O combate ao “fosso da desigualdade de género” deve ser aprofundado em todas as instituições dos Estado, incluindo tribunais, defende a Associação de Juízas Portuguesas, em reação à possibilidade de o Tribunal Constitucional passar a ter um juiz antiaborto.
Em resposta à Lusa, a Associação de Juízas Portuguesas (AJP) sublinhou o seu papel específico em defesa da igualdade de género e diz que “concorda fundamentalmente com os princípios estruturantes do Estado de Direito Democrático português consagrados na Constituição e com toda a legislação que durante a democracia foi sendo produzida no sentido de acabar com o fosso da desigualdade de género”.
Nesse sentido, entende que, “obviamente”, deve continuar a ser promovido “em todas as instituições do Estado e em todos os tribunais, nos seus diversos graus hierárquicos e nas suas diversas competências funcionais, o aprofundamento desses princípios e a concretização na legislação ordinária dos mesmos”.
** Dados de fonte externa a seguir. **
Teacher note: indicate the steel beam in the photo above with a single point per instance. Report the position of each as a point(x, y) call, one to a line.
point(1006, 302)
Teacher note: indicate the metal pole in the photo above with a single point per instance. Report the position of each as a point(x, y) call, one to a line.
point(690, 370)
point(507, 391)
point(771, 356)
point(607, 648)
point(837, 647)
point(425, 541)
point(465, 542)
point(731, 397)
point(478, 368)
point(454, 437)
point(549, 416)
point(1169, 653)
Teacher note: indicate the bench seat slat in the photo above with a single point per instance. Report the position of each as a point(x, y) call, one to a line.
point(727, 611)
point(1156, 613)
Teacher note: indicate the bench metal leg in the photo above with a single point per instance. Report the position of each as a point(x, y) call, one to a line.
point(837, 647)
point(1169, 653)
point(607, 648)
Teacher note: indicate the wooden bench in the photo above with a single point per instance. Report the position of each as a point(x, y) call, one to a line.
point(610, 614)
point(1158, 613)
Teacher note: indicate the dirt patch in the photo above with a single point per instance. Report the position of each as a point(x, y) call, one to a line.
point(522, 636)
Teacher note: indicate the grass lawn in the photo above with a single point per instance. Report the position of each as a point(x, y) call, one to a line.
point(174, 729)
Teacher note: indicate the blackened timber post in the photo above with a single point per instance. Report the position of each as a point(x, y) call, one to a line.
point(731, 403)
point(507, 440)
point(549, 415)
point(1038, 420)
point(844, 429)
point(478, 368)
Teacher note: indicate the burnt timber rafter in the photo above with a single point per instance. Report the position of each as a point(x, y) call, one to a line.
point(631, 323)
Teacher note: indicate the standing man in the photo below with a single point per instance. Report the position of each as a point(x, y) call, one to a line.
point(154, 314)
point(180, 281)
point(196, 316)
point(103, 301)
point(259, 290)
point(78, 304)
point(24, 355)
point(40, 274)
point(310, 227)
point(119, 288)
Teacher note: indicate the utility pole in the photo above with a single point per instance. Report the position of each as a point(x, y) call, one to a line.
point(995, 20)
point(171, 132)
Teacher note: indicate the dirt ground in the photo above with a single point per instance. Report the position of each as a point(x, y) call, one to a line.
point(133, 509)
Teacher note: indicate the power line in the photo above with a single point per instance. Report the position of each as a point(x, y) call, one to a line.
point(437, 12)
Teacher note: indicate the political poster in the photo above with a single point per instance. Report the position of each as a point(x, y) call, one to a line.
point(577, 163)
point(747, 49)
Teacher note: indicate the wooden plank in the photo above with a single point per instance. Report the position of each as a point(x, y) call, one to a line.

O Diário de Notícias adiantou no dia 14 de maio que o nome de Almeida Costa seria a escolha dos juízes da “ala direita” do Palácio Ratton para suceder a Pedro Machete, atual vice-presidente do TC e cujo mandato termina em outubro.
A escolha suscitou polémica junto de outra associação congénere, a Associação Portuguesa de Mulheres Juristas, que em carta aberta dirigida ao Presidente do TC, João Caupers, manifestou “uma grande estupefação”, recordando um artigo do juiz publicado em dezembro de 1984 na revista da Ordem dos Advogados na qual manifestava posições contrárias ao aborto.
A associação defende que “o candidato em causa sustenta posições jurídicas atentatórias da dignidade da pessoa humana, valor em que se funda a República, tal como o prescreve o artigo 1.º da Constituição da República”.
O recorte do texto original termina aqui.